カーボンニュートラルポートのイメージ(国交省ホームページから引用)
国土交通省は7日、港湾での水素やアンモニアの受入環境整備に向けた検討会の初会合を11日に開催すると発表した。同化学物質を安全かつ効率的に受け入れるための施設配置や輸送体制などを検討する上で留意すべき点などを取りまとめる考えだ。クリーンエネルギーとしての認知度が高まってきた水素とともに、アンモニアの燃料利用が促進されることが期待される。
現在、港湾業界では施設の脱炭素化推進により荷主や船社から選ばれる競争力のある港湾を形成することが重要課題の一つとして位置づけられているほか、港湾・臨海部エリアに位置する産業のエネルギー転換への貢献が求められている。
今回立ち上げられる「港湾における水素等の受入環境整備に向けた検討会」は、カーボンニュートラルポート(CNP)構想実現に向け、水素やアンモニアを含む脱炭素燃料の輸送や産業利用を進めるための検討会ではあるが、アンモニアを船舶の燃料として活用しようとする動きもみられる。
船舶用エンジンメーカーのジャパンエンジンコーポレーションは5日、国産アンモニア燃料エンジンの試験運転完了を発表したばかり。高いアンモニア混焼率でのエンジンの安定運転に加え、温暖化係数の高い亜酸化窒素(N₂O)の発生も燃焼制御によって非常に低いレベルに抑制できることを確認したという。
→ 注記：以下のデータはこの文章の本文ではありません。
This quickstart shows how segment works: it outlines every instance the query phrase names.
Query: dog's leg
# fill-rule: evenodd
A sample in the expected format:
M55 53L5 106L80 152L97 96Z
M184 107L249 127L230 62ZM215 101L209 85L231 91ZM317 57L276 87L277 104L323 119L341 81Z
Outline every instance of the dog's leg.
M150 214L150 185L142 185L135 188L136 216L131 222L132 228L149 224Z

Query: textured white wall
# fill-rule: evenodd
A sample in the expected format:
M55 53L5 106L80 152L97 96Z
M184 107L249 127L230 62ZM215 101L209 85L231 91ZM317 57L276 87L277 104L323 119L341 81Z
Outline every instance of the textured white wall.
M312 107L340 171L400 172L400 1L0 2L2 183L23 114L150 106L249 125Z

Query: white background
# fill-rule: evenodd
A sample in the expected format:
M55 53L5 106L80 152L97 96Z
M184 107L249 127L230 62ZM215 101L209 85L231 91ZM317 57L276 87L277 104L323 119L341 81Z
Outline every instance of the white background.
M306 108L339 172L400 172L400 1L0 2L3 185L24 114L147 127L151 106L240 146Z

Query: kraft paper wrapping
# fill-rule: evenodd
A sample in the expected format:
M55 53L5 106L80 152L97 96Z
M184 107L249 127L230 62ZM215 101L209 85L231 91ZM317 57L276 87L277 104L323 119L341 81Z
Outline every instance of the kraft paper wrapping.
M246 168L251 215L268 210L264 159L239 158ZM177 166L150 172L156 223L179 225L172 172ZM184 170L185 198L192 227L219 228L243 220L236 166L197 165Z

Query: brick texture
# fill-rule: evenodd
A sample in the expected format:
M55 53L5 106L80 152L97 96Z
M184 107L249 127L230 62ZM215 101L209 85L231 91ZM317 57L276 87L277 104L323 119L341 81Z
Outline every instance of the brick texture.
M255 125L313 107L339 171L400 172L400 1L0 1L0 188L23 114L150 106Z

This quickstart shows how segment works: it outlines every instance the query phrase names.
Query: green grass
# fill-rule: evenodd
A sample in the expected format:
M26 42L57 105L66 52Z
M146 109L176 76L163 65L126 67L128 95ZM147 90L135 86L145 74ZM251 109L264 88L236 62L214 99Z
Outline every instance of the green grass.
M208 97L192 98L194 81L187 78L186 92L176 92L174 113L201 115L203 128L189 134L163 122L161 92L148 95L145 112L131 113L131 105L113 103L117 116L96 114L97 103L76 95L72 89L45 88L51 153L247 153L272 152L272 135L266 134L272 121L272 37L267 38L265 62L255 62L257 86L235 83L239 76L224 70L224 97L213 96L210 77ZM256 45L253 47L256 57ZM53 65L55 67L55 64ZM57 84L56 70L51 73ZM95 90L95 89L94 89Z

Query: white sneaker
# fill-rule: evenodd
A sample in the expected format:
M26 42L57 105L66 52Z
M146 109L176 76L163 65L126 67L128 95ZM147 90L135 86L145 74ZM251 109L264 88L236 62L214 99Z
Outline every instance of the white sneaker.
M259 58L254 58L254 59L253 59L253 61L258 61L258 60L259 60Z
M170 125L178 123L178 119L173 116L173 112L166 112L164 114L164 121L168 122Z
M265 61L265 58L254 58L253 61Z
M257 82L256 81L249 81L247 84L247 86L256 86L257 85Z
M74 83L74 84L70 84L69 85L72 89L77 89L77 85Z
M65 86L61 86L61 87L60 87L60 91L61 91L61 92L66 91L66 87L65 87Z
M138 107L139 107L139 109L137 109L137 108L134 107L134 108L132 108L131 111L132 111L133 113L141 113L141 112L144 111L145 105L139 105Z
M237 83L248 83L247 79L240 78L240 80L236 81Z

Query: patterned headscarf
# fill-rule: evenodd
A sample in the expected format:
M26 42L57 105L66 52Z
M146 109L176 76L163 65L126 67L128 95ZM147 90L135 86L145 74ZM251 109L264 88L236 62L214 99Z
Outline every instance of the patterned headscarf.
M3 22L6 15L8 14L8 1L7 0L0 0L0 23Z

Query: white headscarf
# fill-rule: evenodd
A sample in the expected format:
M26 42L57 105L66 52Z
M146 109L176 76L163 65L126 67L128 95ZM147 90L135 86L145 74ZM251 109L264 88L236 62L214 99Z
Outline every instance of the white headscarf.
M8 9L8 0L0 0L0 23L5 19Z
同社は、既にこれらの成果をフィードバックしたアンモニア燃料フルスケールエンジン初号機の製造に着手しており、2025年4月に試運転を開始し、9月に完成予定とのことだ。
また、アンモニア製造プロセスにおける脱炭素化の研究も日々進められているようだ。8日にはIHIが再生可能エネルギー由来の水素を使ったグリーンアンモニアの製造試験に成功したと発表している。
アンモニアは燃焼時にCO₂が発生しないカーボンフリーの燃料ではあるが、一般的な製造方法としては、天然ガスを改質して製造した水素と空気中の窒素をもとに製造されており,その過程では天然ガス由来のCO2が排出されているのが現状だ。
そこで、IHIは独自の「Power-to-X技術」を活用したグリーンアンモニア製造試験装置を、そうまIHIグリーンエネルギーセンター(福島県相馬市)に設置し、水素製造からアンモニア合成までの一連のプロセスを検証するための試験を実施。目標としていた効率でアンモニアが製造できることを確認した。今後は、製造プラントの運転条件の最適化や反応器データの取得などを行い、早期の大型化・商用化を目指す。
Power-to-X技術によるエネルギー変換のイメージ(IHIリリースから引用)
アンモニアといえば、理科の実験で強烈な刺激臭を嗅いだ経験からマイナスイメージを持っている消費者も多いだろう。しかし、サーキュラーエコノミーの実現に導く救世主として広く支持される未来もそう遠くないかもしれない。